今回は、公式発表から分かった現地の驚きの飼育事情や、極寒のロシアならではのVIP待遇について詳しくレポートします!

(画像引用元: モスクワ市長およびモスクワ政府の公式ポータルサイト [mos.ru]より、2024年6月29日発表: Moscow Zoo gets a shoebill aviary)
ロシア初上陸!名前はまだないミステリアスなペア
モスクワ動物園にやってきたのは、若いオスとメスのペア(2羽)です。 パンダやマヌルネコなど、他の人気動物には名前がついているモスクワ動物園ですが、このハシビロコウたちにはまだ名前が公表されていません。遠く離れたロシアの地に降り立った、名もなきミステリアスな2羽……なんだか想像するだけでロマンがありますよね。 ゆくゆくは繁殖を目指して導入されたとのことで、現地でも大きな期待が寄せられています。
モスクワ文化省長官のAlexei Fursin氏も「ヨーロッパの動物園でも数えるほどしか展示されておらず、我が国(ロシア)ではモスクワ動物園で初めて見ることができる」とコメントしています。
VIP待遇!?極寒の地を乗り切る驚きの飼育環境
ハシビロコウといえば、ウガンダなどの年中暖かいアフリカの湿地帯に生息する鳥。

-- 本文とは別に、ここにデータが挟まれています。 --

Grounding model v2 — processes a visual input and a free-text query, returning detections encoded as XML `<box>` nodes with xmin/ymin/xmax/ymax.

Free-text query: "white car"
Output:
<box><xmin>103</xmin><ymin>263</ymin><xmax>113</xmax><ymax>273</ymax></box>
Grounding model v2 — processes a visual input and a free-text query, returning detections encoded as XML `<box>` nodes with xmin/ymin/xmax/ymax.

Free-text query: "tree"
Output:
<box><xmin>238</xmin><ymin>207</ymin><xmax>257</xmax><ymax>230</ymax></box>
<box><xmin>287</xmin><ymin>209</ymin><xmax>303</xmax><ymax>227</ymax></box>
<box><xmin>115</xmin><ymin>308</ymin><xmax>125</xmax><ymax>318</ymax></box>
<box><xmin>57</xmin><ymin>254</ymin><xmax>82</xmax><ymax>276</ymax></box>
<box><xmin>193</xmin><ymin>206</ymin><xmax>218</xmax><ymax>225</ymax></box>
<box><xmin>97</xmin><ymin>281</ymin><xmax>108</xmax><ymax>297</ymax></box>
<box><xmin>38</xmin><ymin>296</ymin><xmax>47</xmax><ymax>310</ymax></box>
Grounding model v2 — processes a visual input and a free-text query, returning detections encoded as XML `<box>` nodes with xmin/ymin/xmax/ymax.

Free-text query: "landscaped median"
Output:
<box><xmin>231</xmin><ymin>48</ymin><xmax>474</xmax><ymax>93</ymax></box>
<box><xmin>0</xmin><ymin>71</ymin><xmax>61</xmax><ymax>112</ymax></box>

冬には氷点下を大きく下回る極寒のモスクワで、一体どうやって生活しているのでしょうか? 実は、彼らのために約350平方メートルもの巨大な専用獣舎が新設されました。
- 完全自動の空調管理:冬用エリアは、温度と湿度が自動で管理される最新鋭のシステムを完備!専用プールまで用意されています。
- アフリカを再現:夏用エリアには赤外線ヒーターが設置され、スゲやガマといった植物を植えてアフリカの湿地を忠実に再現。

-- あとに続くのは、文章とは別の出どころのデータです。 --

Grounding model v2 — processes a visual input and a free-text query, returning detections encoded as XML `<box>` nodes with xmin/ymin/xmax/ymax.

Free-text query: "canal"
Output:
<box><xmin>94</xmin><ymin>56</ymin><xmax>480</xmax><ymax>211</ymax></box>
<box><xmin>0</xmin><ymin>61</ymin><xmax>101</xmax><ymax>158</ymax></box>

- 単独行動への配慮:普段は1羽で過ごす性質に合わせて、オスとメスは別々の区画で生活。繁殖期にだけ顔を合わせる設計になっています。
まさにVIP待遇!野生ではハイギョを好んで食べますが、モスクワでは活きたコイやマスをメインディッシュにしているそうです。
世界中で挑む「繁殖」という高い壁
モスクワ動物園も目標に掲げているハシビロコウの繁殖ですが、飼育下での繁殖は世界的に見ても非常に難しいことで知られています。普段は単独で生活し、パートナー選びもシビアな彼ら。 世界中の動物園がどのような工夫をして繁殖に取り組んでいるのか、海外の成功例や国内の挑戦については、以下の記事で詳しく解説しています。

まとめ
ロシア初の展示として注目を集めるモスクワ動物園のハシビロコウペア。名前がつくのはいつになるのか、そして無事に繁殖に成功するのか、今後の続報がとても楽しみですね! 「となりのハシビロコウ」では、これからも世界中のハシビロコウ情報を追いかけていきます!